Così è arrivata l’università, ma c’è ancora Fincantieri, “ed è lì anche la raffineria dell’Eni, che stava per chiudere ma poi si è deciso di trasformarla in una bioraffineria”, racconta Bettin. Si tratta di una metamorfosi lenta, perché, spiega ancora Bettin, manca la guida della politica nazionale. “A livello locale”, dice, “l’unica cosa che si poteva fare era mantenere la vocazione industriale, ma il resto spetta allo stato”.
Intanto, però, mentre Mestre declina, soffocata dagli eccessi dell’industria turistica, Marghera sta dando segnali di resistenza, a partire dal lavoro e dalla ricerca.
Venezia, invece, è ormai tutt’altro che una città. E il discorso sulla sua decadenza è talmente logoro che si ha ormai la sensazione che almeno una parte dei turisti venga anche per ammirarne il declino, anch’esso ormai attrazione turistica. Succede, per esempio, in campo Santa Margherita, dove le guide accompagnano gruppi di visitatori a vedere il contatore che segnala il numero dei posti letto turistici esistenti nella città storica, proprio quello che l’osservatorio Ocio ha installato nella vetrina della libreria Marco Polo per denunciare gli eccessi dell’industria turistica.
È il turismo che si guarda allo specchio, e che osserva se stesso mentre divora Venezia. Il potere politico e quello economico, afferma Ferrucci, “non sembra avere nessuna intenzione di gestire il fenomeno. Oppure fa finta di gestirlo: pensa al biglietto d’ingresso, ma poi non fa che incentivare l’esodo dei residenti dalla città e l’arrivo dei turisti”.

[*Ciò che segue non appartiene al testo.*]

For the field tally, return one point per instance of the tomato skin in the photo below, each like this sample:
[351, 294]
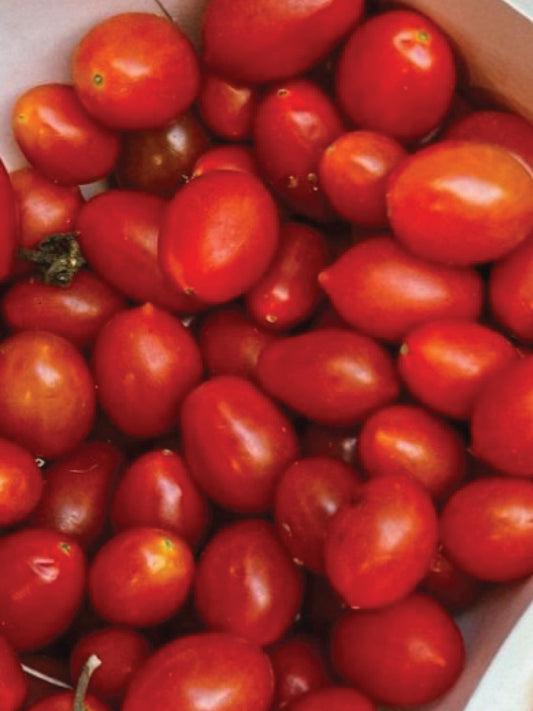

“Si vuole estrarre la ricchezza”, aggiunge Francesco Penzo, “sfruttare il brand rappresentato da Venezia. La città è stata svenduta da chi ha potuto speculare, e dall’assenza della politica e di regole adeguate”. “Il potere”, dice ancora Ferrucci, “vuole che la città storica diventi un museo. E noi veneziani in fondo siamo d’accordo. La colpa è dei veneziani. Ce la siamo svenduta noi questa città”, conclude con amarezza.